Asked whether the Spurs became rattled in Leonard’s absence, Popovich quipped, “Good observation. You’re correct,” before adding, “We made too many mistakes. Play a team like that, can’t make the mistakes we made. I thought the rebounding really hurt us, as is evidenced by the last -- I think it was Kevin [Durant] that finally made it, or was it Klay [Thompson]? He shot the 3, then got the rebound back and shot another one, and the third one finally went down. It was huge, but it was kind of indicative of what kind of mistakes we might have made. Tough loss, great opportunity, and we let it slip away.”
That continues only if San Antonio can’t find anybody to pick up the slack given Leonard's possible absence for Game 2. That's not to mention that the Spurs are without veteran point guard Tony Parker due to season-ending surgery to repair his ruptured left quadriceps tendon.

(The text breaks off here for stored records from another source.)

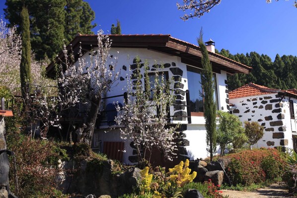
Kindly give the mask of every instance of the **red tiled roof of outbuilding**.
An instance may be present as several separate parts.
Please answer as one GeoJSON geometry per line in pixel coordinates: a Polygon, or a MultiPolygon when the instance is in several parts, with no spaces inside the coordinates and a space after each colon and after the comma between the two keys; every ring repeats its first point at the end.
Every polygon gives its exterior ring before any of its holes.
{"type": "Polygon", "coordinates": [[[296,89],[290,89],[286,90],[272,89],[265,86],[250,82],[242,87],[230,91],[229,92],[229,99],[243,98],[244,97],[265,95],[273,93],[277,93],[282,95],[289,95],[294,98],[297,98],[297,90],[296,89]]]}
{"type": "Polygon", "coordinates": [[[229,99],[269,94],[280,91],[280,89],[271,89],[265,86],[250,82],[229,92],[229,99]]]}

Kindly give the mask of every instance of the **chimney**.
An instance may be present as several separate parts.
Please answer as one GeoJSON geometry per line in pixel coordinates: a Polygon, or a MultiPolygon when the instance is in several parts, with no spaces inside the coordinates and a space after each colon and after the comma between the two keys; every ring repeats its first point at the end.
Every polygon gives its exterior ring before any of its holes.
{"type": "Polygon", "coordinates": [[[215,53],[215,42],[210,39],[209,41],[205,42],[206,49],[210,52],[215,53]]]}

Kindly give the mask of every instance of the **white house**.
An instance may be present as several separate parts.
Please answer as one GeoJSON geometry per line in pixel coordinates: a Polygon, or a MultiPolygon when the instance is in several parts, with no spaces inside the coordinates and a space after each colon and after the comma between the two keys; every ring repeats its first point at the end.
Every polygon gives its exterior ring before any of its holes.
{"type": "MultiPolygon", "coordinates": [[[[264,134],[258,146],[296,150],[297,90],[271,89],[249,83],[229,93],[232,112],[243,123],[256,121],[264,134]]],[[[257,145],[254,145],[256,147],[257,145]]]]}
{"type": "MultiPolygon", "coordinates": [[[[156,63],[163,65],[166,77],[174,79],[172,86],[176,100],[170,108],[170,123],[181,124],[180,130],[183,132],[180,140],[182,143],[178,146],[180,159],[186,157],[195,159],[207,157],[203,99],[200,94],[202,91],[202,54],[199,46],[170,35],[111,35],[110,38],[112,41],[110,54],[118,56],[115,69],[120,71],[120,77],[117,86],[105,97],[105,103],[119,101],[123,104],[125,92],[123,89],[126,84],[126,74],[129,72],[129,66],[132,72],[135,69],[136,65],[133,63],[135,57],[139,56],[142,63],[147,60],[152,73],[156,70],[156,63]],[[128,55],[129,59],[127,59],[128,55]]],[[[74,51],[78,49],[79,43],[82,49],[89,49],[90,45],[95,47],[97,36],[77,35],[71,42],[74,51]]],[[[209,59],[215,79],[218,109],[228,111],[227,73],[248,73],[251,67],[216,54],[212,42],[207,45],[209,45],[208,49],[213,50],[213,52],[209,52],[209,59]]],[[[84,53],[86,53],[85,56],[87,58],[87,50],[84,53]]],[[[60,54],[60,58],[63,56],[60,54]]],[[[47,69],[49,75],[54,76],[53,64],[47,69]]],[[[116,126],[109,126],[108,124],[112,125],[112,122],[110,121],[106,117],[100,118],[93,138],[93,149],[125,163],[135,163],[137,153],[133,145],[130,141],[121,139],[118,128],[110,130],[116,126]],[[125,152],[121,151],[123,150],[125,152]]]]}

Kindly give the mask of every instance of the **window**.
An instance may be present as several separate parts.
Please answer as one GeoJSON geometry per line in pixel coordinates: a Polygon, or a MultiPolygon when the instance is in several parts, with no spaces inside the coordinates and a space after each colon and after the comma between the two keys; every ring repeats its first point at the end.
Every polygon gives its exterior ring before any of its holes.
{"type": "MultiPolygon", "coordinates": [[[[201,84],[201,69],[192,67],[187,66],[188,76],[188,86],[190,94],[189,104],[191,115],[192,116],[203,116],[203,102],[204,99],[202,96],[203,88],[201,84]]],[[[213,79],[215,81],[215,87],[217,87],[216,75],[214,74],[213,79]]],[[[215,102],[218,101],[218,93],[217,89],[214,92],[214,99],[215,102]]],[[[217,105],[218,109],[218,105],[217,105]]]]}
{"type": "Polygon", "coordinates": [[[295,119],[295,115],[294,114],[294,103],[293,100],[289,101],[289,107],[290,107],[290,114],[291,117],[291,119],[295,119]]]}

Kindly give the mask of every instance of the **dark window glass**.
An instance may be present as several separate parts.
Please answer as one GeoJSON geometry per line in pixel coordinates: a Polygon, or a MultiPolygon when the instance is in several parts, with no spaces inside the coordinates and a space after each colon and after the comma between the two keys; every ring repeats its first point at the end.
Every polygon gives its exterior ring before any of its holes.
{"type": "MultiPolygon", "coordinates": [[[[192,69],[191,69],[192,70],[192,69]]],[[[190,106],[191,112],[203,112],[203,98],[201,96],[201,71],[188,70],[188,86],[190,92],[190,106]]]]}
{"type": "Polygon", "coordinates": [[[291,115],[291,119],[295,119],[295,115],[294,114],[294,103],[292,100],[290,100],[289,101],[289,103],[290,106],[290,114],[291,115]]]}

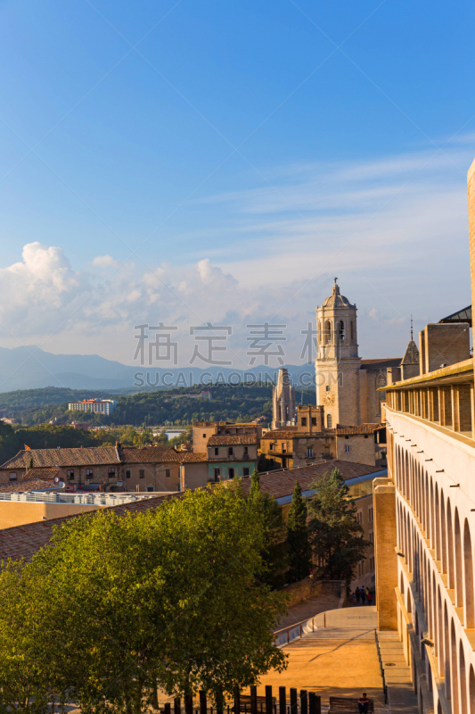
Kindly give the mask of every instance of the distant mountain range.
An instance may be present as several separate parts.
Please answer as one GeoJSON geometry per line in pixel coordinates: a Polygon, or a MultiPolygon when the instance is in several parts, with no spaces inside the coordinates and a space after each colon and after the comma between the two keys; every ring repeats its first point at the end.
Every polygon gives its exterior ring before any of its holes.
{"type": "MultiPolygon", "coordinates": [[[[292,380],[311,388],[313,365],[285,365],[292,380]]],[[[258,365],[248,370],[250,375],[266,381],[274,381],[278,367],[258,365]]],[[[45,386],[70,389],[117,390],[121,393],[143,392],[171,386],[190,386],[190,382],[238,381],[243,378],[242,369],[210,366],[198,368],[151,369],[129,367],[105,360],[98,354],[52,354],[35,347],[0,347],[0,392],[16,389],[37,389],[45,386]],[[137,377],[138,375],[138,377],[137,377]]]]}

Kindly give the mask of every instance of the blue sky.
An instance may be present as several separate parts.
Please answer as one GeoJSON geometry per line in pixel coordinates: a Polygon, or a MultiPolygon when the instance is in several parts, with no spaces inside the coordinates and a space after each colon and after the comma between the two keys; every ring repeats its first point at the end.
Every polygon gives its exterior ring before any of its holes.
{"type": "Polygon", "coordinates": [[[411,312],[470,303],[472,4],[0,13],[4,346],[132,363],[136,324],[232,324],[239,351],[274,319],[297,362],[339,275],[362,356],[394,356],[411,312]]]}

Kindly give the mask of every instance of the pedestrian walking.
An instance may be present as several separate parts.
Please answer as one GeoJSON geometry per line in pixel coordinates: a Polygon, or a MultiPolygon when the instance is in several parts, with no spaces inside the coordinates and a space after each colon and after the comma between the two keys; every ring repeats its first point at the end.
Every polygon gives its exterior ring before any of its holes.
{"type": "Polygon", "coordinates": [[[358,711],[359,714],[368,714],[368,705],[371,699],[368,699],[366,693],[363,693],[363,696],[358,699],[358,711]]]}

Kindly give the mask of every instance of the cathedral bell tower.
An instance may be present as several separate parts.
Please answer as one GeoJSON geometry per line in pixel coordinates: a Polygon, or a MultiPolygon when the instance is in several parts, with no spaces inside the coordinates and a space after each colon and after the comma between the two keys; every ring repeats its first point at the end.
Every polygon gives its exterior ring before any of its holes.
{"type": "Polygon", "coordinates": [[[316,404],[323,406],[325,427],[361,423],[360,367],[356,306],[335,284],[330,297],[316,308],[316,404]]]}

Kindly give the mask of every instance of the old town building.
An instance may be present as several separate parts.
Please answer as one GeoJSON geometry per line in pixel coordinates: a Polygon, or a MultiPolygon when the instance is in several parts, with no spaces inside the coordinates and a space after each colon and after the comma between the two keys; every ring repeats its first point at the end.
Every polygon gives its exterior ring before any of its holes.
{"type": "Polygon", "coordinates": [[[209,481],[246,477],[258,462],[257,438],[252,434],[214,434],[207,452],[209,481]]]}
{"type": "Polygon", "coordinates": [[[33,468],[61,468],[69,491],[177,491],[184,454],[167,446],[28,449],[0,466],[0,484],[20,480],[33,468]]]}
{"type": "MultiPolygon", "coordinates": [[[[473,298],[475,162],[468,183],[473,298]]],[[[419,336],[420,374],[388,386],[389,473],[373,485],[379,628],[397,631],[419,710],[438,714],[475,712],[469,320],[464,309],[456,319],[428,325],[419,336]]]]}
{"type": "MultiPolygon", "coordinates": [[[[381,420],[384,394],[378,392],[400,370],[418,371],[417,347],[412,340],[401,360],[362,360],[358,354],[356,305],[340,292],[316,309],[316,403],[324,408],[327,428],[381,420]]],[[[394,380],[394,379],[393,379],[394,380]]]]}
{"type": "Polygon", "coordinates": [[[331,459],[385,468],[384,424],[326,428],[323,421],[323,407],[298,407],[295,427],[263,435],[261,454],[283,469],[331,459]]]}
{"type": "Polygon", "coordinates": [[[295,388],[285,368],[279,369],[277,384],[272,390],[272,415],[273,429],[295,424],[295,388]]]}

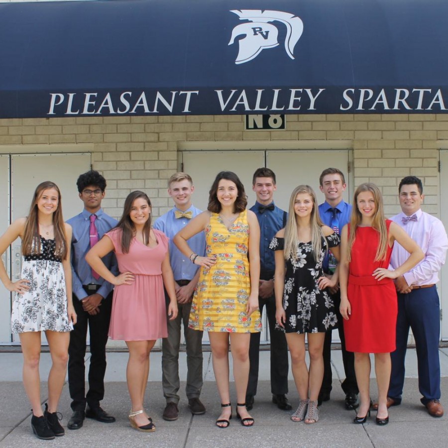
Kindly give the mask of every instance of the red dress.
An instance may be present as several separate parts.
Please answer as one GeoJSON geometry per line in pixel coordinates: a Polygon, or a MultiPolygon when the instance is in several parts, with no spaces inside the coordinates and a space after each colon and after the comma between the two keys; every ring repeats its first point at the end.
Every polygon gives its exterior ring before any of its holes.
{"type": "MultiPolygon", "coordinates": [[[[388,235],[391,223],[386,220],[388,235]]],[[[378,232],[371,227],[358,227],[356,232],[348,268],[351,314],[344,320],[345,346],[348,351],[390,353],[395,349],[397,293],[391,279],[378,281],[372,274],[377,268],[389,267],[392,248],[388,244],[385,260],[375,261],[378,232]]]]}

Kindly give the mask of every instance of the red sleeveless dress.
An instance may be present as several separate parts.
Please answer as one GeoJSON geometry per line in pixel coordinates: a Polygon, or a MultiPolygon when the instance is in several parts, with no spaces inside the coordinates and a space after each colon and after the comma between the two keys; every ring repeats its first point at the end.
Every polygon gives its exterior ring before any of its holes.
{"type": "MultiPolygon", "coordinates": [[[[390,220],[386,220],[387,234],[390,220]]],[[[350,232],[350,225],[348,225],[350,232]]],[[[372,274],[389,267],[392,248],[387,245],[385,260],[375,261],[379,235],[371,227],[358,227],[348,268],[347,295],[351,314],[344,320],[347,351],[388,353],[395,349],[398,305],[393,280],[378,281],[372,274]]]]}

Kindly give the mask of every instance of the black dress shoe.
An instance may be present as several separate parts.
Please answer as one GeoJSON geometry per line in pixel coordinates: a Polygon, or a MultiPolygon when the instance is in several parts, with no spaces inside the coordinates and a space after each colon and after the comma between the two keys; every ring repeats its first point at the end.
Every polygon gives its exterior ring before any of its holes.
{"type": "Polygon", "coordinates": [[[276,404],[278,409],[282,411],[290,411],[292,409],[292,406],[290,404],[288,398],[284,394],[273,395],[272,403],[276,404]]]}
{"type": "Polygon", "coordinates": [[[388,423],[388,415],[387,417],[385,417],[384,419],[379,419],[378,417],[376,418],[376,424],[379,425],[379,426],[384,426],[385,425],[387,425],[388,423]]]}
{"type": "Polygon", "coordinates": [[[359,400],[358,394],[354,392],[348,392],[345,394],[345,409],[347,410],[356,409],[359,406],[359,400]]]}
{"type": "Polygon", "coordinates": [[[48,426],[46,419],[43,415],[36,417],[33,414],[31,417],[31,428],[33,432],[39,439],[43,440],[52,440],[54,439],[54,433],[48,426]]]}
{"type": "Polygon", "coordinates": [[[321,391],[318,397],[318,406],[322,406],[323,401],[329,401],[330,400],[330,392],[321,391]]]}
{"type": "Polygon", "coordinates": [[[90,408],[87,407],[86,411],[86,417],[89,419],[93,419],[102,423],[113,423],[115,421],[115,417],[108,414],[100,406],[98,408],[90,408]]]}
{"type": "Polygon", "coordinates": [[[246,395],[246,409],[250,411],[253,409],[253,402],[254,401],[253,395],[246,395]]]}
{"type": "Polygon", "coordinates": [[[60,412],[49,412],[48,405],[47,403],[45,403],[44,417],[47,421],[47,424],[56,437],[60,437],[65,434],[65,430],[59,423],[62,420],[62,414],[60,412]]]}
{"type": "Polygon", "coordinates": [[[86,413],[84,411],[75,411],[69,420],[67,427],[69,429],[79,429],[82,428],[85,416],[86,413]]]}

Without two of its most significant contributors in Game 2, San Antonio will look to accentuate its strengths, such as the duo of Aldridge and Pau Gasol inside. It also appears that San Antonio has a superior bench after its backups outscored the Warriors' reserves 39-13, making 16 of 29 shots from the field.
“We had it where we wanted it, but unfortunately it slipped away. Now we’ve got to think of Game 2 now. It was hard to see Kawhi go out. He was having a heckuva game for us,” Gasol said. “It’s a big challenge for us [to play without Parker and potentially Leonard]. Tony is a great leader with a lot of experience on this stage, a guy that knows how to get it done and our point guard. Then you’ve got Kawhi, who is one of the best players on the planet.
"But we can’t change those things. We hope Kawhi can play whenever he can play and help us, and we know Tony won’t be able to help us. We can’t really control those factors. So we’ll just try to stay together and compete with the tools that we do have. We have a very deep team, a talented team. We’ll go out there and do that.”